Child sexual abuse, domestic violence and sexual exploitation are rife on the British overseas territory of St. Helena, according to a charity group’s report which was suppressed.
A ‘cultural acceptance of the sexualization of children’ was uncovered when the government dispatched The Lucy Faithfull Foundation to the islands of St. Helena and Ascension in the South Atlantic Ocean last summer, reports the Daily Mail.
The scandalous 83-page report, completed in May 2013, was never publicized, while a mere four-page summary was published on islands’ government websites.
Despite a population of just 3,800 people, the child protection charity reported a number of “serial” sex offenders on St. Helena and endemic levels of “sexual violence and brutality.”
Evidence suggested the persistent sexual abuse of teenage girls, widespread failure in law enforcement and a culture of victim blaming. Care and provision for disabled children was also found wanting.
The charity called for an urgent review into policing on the remote, poverty-stricken South Atlantic island, where many officers are English. Lacking resources or an economy, St. Helena is completely dependent on the UK government’s 20 million-pound-a-year maintenance.

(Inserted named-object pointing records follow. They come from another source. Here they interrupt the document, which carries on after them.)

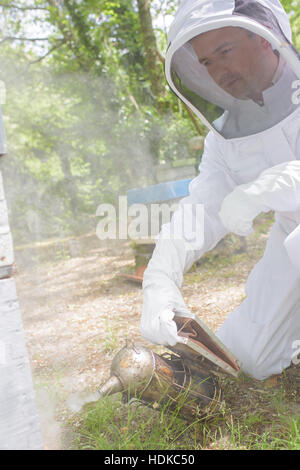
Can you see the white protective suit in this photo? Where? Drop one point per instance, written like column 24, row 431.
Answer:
column 250, row 164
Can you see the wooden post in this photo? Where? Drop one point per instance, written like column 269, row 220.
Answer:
column 19, row 421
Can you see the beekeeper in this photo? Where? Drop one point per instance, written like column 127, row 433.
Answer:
column 233, row 64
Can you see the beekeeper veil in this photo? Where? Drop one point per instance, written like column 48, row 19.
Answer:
column 232, row 62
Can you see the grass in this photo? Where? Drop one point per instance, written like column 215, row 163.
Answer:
column 110, row 425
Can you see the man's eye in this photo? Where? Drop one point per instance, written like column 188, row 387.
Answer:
column 225, row 51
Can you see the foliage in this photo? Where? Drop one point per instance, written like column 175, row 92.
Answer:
column 83, row 120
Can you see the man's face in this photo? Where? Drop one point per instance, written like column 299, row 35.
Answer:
column 241, row 63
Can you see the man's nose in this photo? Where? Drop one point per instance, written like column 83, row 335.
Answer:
column 219, row 70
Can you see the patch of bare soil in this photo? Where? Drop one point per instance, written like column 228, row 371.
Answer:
column 79, row 310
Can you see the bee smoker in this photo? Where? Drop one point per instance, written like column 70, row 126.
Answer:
column 162, row 381
column 185, row 379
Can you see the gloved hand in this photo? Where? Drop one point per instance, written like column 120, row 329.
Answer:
column 162, row 329
column 238, row 211
column 162, row 298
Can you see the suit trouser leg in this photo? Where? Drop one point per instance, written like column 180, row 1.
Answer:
column 262, row 331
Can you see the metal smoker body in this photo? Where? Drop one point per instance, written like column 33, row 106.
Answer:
column 161, row 381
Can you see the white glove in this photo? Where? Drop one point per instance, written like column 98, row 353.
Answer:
column 161, row 329
column 238, row 211
column 162, row 298
column 292, row 246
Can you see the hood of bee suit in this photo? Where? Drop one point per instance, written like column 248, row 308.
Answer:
column 3, row 148
column 212, row 64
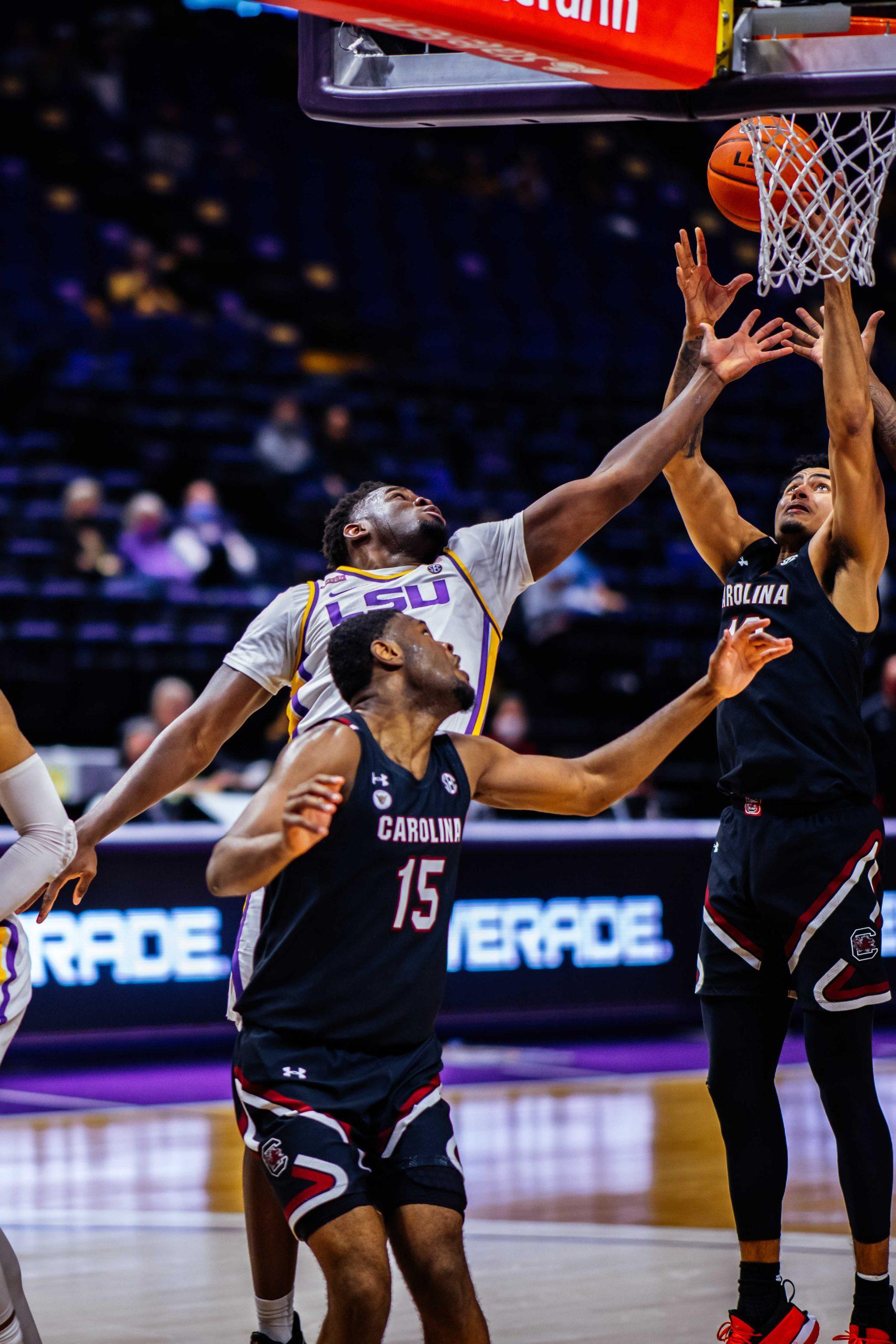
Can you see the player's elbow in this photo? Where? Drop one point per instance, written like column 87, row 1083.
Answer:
column 217, row 873
column 620, row 486
column 201, row 736
column 851, row 423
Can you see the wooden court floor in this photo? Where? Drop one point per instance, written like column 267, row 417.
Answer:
column 598, row 1210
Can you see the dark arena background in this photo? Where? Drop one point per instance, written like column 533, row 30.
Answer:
column 217, row 316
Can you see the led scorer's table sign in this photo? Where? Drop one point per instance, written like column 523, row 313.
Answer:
column 556, row 922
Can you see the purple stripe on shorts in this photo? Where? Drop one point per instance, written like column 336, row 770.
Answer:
column 234, row 960
column 11, row 970
column 484, row 666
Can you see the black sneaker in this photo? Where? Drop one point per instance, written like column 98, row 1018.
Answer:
column 296, row 1338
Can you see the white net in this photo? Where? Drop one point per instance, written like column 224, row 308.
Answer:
column 821, row 181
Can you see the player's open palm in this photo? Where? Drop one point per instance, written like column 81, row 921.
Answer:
column 309, row 812
column 705, row 299
column 82, row 870
column 809, row 340
column 742, row 652
column 733, row 356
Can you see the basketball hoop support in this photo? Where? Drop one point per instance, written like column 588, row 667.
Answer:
column 760, row 73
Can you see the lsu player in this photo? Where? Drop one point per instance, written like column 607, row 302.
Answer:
column 45, row 846
column 388, row 548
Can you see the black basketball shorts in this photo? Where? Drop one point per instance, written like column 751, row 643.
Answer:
column 338, row 1129
column 792, row 908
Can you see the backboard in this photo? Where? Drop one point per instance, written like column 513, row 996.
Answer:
column 762, row 59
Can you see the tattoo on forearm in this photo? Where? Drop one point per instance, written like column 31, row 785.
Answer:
column 686, row 368
column 884, row 421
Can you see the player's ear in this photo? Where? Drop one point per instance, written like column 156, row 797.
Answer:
column 356, row 531
column 388, row 652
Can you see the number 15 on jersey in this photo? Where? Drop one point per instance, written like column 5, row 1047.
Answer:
column 424, row 915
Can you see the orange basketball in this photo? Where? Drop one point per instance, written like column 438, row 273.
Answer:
column 733, row 178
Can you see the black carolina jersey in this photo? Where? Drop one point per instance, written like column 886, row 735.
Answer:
column 796, row 734
column 354, row 934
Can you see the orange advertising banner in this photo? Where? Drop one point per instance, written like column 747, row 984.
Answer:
column 616, row 44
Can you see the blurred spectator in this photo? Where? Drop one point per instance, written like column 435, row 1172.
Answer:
column 207, row 542
column 282, row 443
column 167, row 145
column 574, row 591
column 511, row 725
column 144, row 545
column 88, row 534
column 139, row 286
column 879, row 717
column 340, row 450
column 168, row 699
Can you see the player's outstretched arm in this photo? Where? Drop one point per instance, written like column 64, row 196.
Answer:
column 855, row 542
column 46, row 836
column 181, row 753
column 704, row 502
column 559, row 523
column 809, row 342
column 590, row 784
column 289, row 815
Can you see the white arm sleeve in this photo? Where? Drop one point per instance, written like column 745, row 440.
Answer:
column 47, row 841
column 495, row 555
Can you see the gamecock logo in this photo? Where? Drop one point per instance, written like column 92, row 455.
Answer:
column 275, row 1158
column 864, row 944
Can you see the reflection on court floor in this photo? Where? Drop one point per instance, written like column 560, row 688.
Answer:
column 585, row 1196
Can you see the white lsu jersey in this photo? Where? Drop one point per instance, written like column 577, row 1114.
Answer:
column 465, row 597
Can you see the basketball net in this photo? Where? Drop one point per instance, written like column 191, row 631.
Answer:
column 832, row 187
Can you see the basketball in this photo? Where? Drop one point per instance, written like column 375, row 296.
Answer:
column 733, row 178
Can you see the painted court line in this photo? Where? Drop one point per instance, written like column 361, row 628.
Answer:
column 15, row 1095
column 476, row 1229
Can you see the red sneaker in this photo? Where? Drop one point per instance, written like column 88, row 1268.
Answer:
column 794, row 1327
column 866, row 1335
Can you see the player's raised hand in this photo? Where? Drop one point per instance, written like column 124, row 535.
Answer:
column 810, row 343
column 741, row 654
column 81, row 870
column 705, row 299
column 733, row 356
column 309, row 812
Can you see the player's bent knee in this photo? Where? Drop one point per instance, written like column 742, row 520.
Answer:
column 362, row 1295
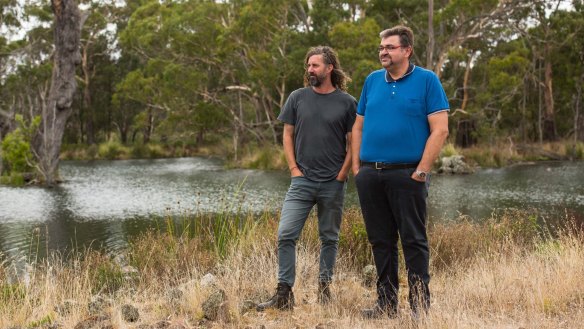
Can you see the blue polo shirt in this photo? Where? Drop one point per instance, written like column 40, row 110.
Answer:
column 395, row 126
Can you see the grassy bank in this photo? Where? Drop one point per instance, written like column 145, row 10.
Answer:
column 508, row 271
column 499, row 154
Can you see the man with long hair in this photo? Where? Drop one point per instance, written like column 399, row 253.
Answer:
column 317, row 133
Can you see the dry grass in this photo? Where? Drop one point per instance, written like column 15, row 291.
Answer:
column 506, row 272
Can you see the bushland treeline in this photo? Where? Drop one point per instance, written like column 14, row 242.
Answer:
column 191, row 73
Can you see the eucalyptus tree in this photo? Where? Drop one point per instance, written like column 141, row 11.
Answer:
column 57, row 109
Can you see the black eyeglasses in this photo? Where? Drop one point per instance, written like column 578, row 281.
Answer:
column 388, row 48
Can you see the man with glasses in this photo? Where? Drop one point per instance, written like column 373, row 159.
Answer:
column 317, row 134
column 401, row 125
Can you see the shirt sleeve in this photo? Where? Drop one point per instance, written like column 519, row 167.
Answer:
column 363, row 99
column 351, row 114
column 436, row 99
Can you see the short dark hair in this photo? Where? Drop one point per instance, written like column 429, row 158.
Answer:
column 406, row 36
column 339, row 78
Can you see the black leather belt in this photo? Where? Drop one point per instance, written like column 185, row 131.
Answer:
column 385, row 165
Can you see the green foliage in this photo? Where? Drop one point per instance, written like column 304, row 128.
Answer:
column 11, row 293
column 46, row 320
column 194, row 72
column 14, row 179
column 16, row 151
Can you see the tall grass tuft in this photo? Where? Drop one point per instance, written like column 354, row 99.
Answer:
column 512, row 270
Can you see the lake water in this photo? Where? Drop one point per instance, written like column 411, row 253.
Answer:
column 104, row 203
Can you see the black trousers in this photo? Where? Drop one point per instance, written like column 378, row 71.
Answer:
column 394, row 207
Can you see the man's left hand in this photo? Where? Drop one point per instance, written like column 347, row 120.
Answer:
column 417, row 178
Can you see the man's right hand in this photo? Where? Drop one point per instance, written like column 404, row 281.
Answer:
column 355, row 169
column 295, row 172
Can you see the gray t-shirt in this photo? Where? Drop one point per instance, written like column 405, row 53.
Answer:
column 321, row 123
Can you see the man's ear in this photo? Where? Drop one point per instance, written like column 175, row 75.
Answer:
column 330, row 68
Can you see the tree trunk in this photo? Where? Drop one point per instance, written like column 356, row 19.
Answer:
column 47, row 143
column 578, row 117
column 549, row 122
column 89, row 126
column 430, row 47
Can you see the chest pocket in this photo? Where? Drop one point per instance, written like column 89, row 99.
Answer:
column 414, row 107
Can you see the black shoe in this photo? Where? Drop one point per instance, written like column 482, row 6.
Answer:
column 282, row 300
column 324, row 292
column 379, row 311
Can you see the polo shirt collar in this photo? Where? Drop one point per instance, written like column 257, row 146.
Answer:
column 389, row 79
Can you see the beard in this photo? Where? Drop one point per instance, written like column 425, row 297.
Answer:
column 316, row 80
column 388, row 61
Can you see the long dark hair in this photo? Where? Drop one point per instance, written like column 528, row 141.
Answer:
column 339, row 78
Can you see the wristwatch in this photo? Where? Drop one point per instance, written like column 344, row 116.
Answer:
column 421, row 174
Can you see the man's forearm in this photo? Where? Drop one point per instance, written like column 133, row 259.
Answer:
column 347, row 163
column 356, row 144
column 438, row 134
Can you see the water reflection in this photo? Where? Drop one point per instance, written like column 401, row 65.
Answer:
column 104, row 203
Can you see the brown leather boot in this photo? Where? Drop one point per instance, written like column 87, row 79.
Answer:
column 324, row 292
column 282, row 300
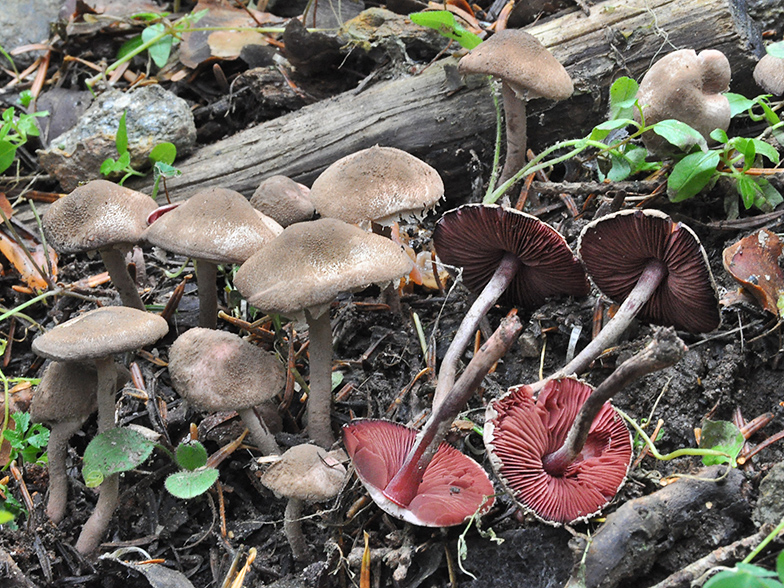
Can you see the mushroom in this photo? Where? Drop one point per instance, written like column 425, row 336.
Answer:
column 527, row 70
column 685, row 86
column 305, row 473
column 769, row 74
column 505, row 254
column 103, row 216
column 655, row 267
column 284, row 200
column 379, row 184
column 301, row 272
column 64, row 399
column 96, row 336
column 565, row 455
column 217, row 370
column 214, row 226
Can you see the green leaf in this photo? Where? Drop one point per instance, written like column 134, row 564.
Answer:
column 114, row 451
column 164, row 153
column 445, row 23
column 721, row 436
column 121, row 139
column 691, row 174
column 191, row 484
column 679, row 134
column 623, row 96
column 191, row 455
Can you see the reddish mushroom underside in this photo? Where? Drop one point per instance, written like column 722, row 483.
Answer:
column 521, row 431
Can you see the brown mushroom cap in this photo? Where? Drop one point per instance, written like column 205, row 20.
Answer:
column 520, row 60
column 378, row 184
column 310, row 263
column 215, row 224
column 616, row 249
column 305, row 472
column 99, row 333
column 218, row 370
column 769, row 74
column 686, row 86
column 284, row 200
column 520, row 432
column 96, row 215
column 476, row 237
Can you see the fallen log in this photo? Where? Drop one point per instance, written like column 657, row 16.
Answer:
column 450, row 122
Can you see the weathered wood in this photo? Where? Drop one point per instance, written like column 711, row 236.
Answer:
column 450, row 122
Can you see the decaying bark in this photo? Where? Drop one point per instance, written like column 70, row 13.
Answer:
column 450, row 122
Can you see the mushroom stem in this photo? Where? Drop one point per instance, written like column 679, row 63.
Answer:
column 516, row 131
column 114, row 261
column 208, row 294
column 497, row 285
column 320, row 382
column 402, row 488
column 664, row 350
column 57, row 449
column 259, row 432
column 649, row 280
column 292, row 527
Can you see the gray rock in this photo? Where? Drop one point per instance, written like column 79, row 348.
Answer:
column 770, row 506
column 154, row 115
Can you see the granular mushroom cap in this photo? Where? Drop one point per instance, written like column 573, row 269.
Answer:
column 218, row 370
column 96, row 215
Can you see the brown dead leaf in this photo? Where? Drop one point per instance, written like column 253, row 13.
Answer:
column 753, row 263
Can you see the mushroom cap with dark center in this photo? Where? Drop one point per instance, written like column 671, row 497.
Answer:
column 96, row 215
column 379, row 184
column 217, row 370
column 306, row 472
column 215, row 224
column 477, row 236
column 520, row 432
column 453, row 487
column 284, row 200
column 519, row 59
column 616, row 249
column 99, row 333
column 310, row 263
column 769, row 74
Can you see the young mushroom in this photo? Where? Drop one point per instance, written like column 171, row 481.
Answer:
column 102, row 216
column 301, row 272
column 214, row 226
column 96, row 336
column 217, row 370
column 505, row 255
column 305, row 473
column 564, row 455
column 527, row 70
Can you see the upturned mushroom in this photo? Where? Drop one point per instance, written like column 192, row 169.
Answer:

Now the Foreign and Commonwealth Office (FCO) could face accusations of a cover-up, at the same time their Home Office colleagues are under fire over the missing dossier detailing claims of a pedophile ring within Westminster. Prime Minister David Cameron and Home Secretary Theresa May have ordered an inquiry into sexual abuse cases believed to have taken place in the 1980s.
“We have been presented with allegations of sexual abuse and a subsequent cover up on St. Helena,” a Foreign Office spokesperson told RT. “We take these allegations extremely seriously. Safeguarding children is an absolute priority wherever we operate and we will investigate these allegations thoroughly and as soon as possible.”
Critics claim the report – commissioned by the Department for International Development (DFID) – had been suppressed to avoid derailing British business plans to develop St. Helena into become a self-sustainable tourist destination.
The UK government has invested 250 million pounds into building an airport on St. Helena, due to open in 2016, as the island is only accessible currently via a five-day journey Royal Mail ship from Cape Town or a two-day boat from Ascension Island.
The Lucy Faithfull Foundation now warns the airport could make St. Helena a sex tourism destination unless drastic action is taken to improve policing and aid victims of abuse.